Carolyn Schuk /
03.02.2010 12:03 PM
Originally featured on
Is DVB-H doomed?

Consider some headlines about DVB-H from the last six to eight months:

• French mobile operators abandon DVB-H
• DVB-H Flop in France?
• Future of DVB-H in Europe
• Germany to decide on future of DVB-H

Indeed, things are looking bleak for DVB-H.

Observers say that Germany's ZAK media oversight agency is getting ready to make up its mind on the future of DVB-H. ZAK has been trying to discern a DVB-H roadmap ever since the Mobile 3.0 consortium said "thanks, but no thanks" to its DVB-H license in 2008.

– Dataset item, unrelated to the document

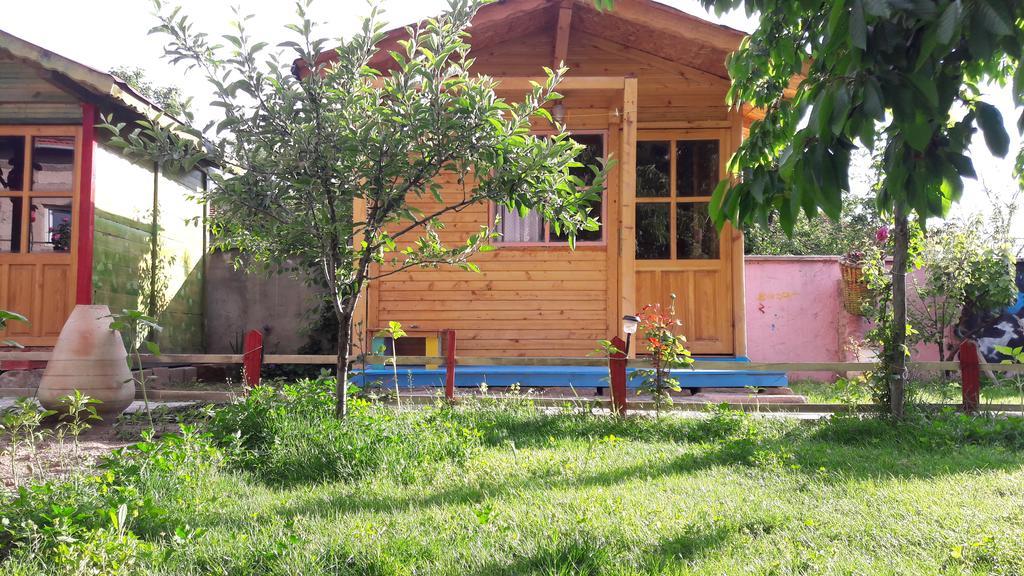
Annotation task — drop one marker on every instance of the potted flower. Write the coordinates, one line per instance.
(851, 268)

In February, French media authority CSA expressed its frustration with 13 broadcasters who have yet to agree about how to deploy DVB-H mobile TV, despite receiving licenses two years ago. Among them are France’s three main mobile operators.

Add to this picture of low-to-no confidence the needs for new DVB-H transmitter networks, plus the cooperation of a daunting number of market players: retailers, handset makers, network operators and broadcasters. And all of this is in the face of an audience that has yet to decide that it needs something it doesn't have.

For some people in the mobile TV space, this isn't new news. The fact that analog broadcast is by far the world's most popular mobile TV demonstrates that people like familiar TV that's mobile. Further, in its 2008 report, “Opportunities for Streamed and Broadcast Services, 2008-2013,” Juniper Research projects that by 2013, some 330 million people worldwide will have handsets that can receive terrestrial broadcast TV signals, but less than 14 percent of them will sign up for pay mobile TV services.

“The development of terrestrial TV-capable receivers with comparatively low power consumption, and the availability of these receivers in mass-market handsets, throws into question the business case for the deployment of a dedicated network in many markets,” said report author Windsor Holden.

To put the icing on DVB-H’s stale, uneaten cake, the newer DVB-SH and DVB-T2 standards are gathering speed, both of which have advantages over the older DVB-H standard. DVB-H's predicament seems like a case of obsolescence at birth.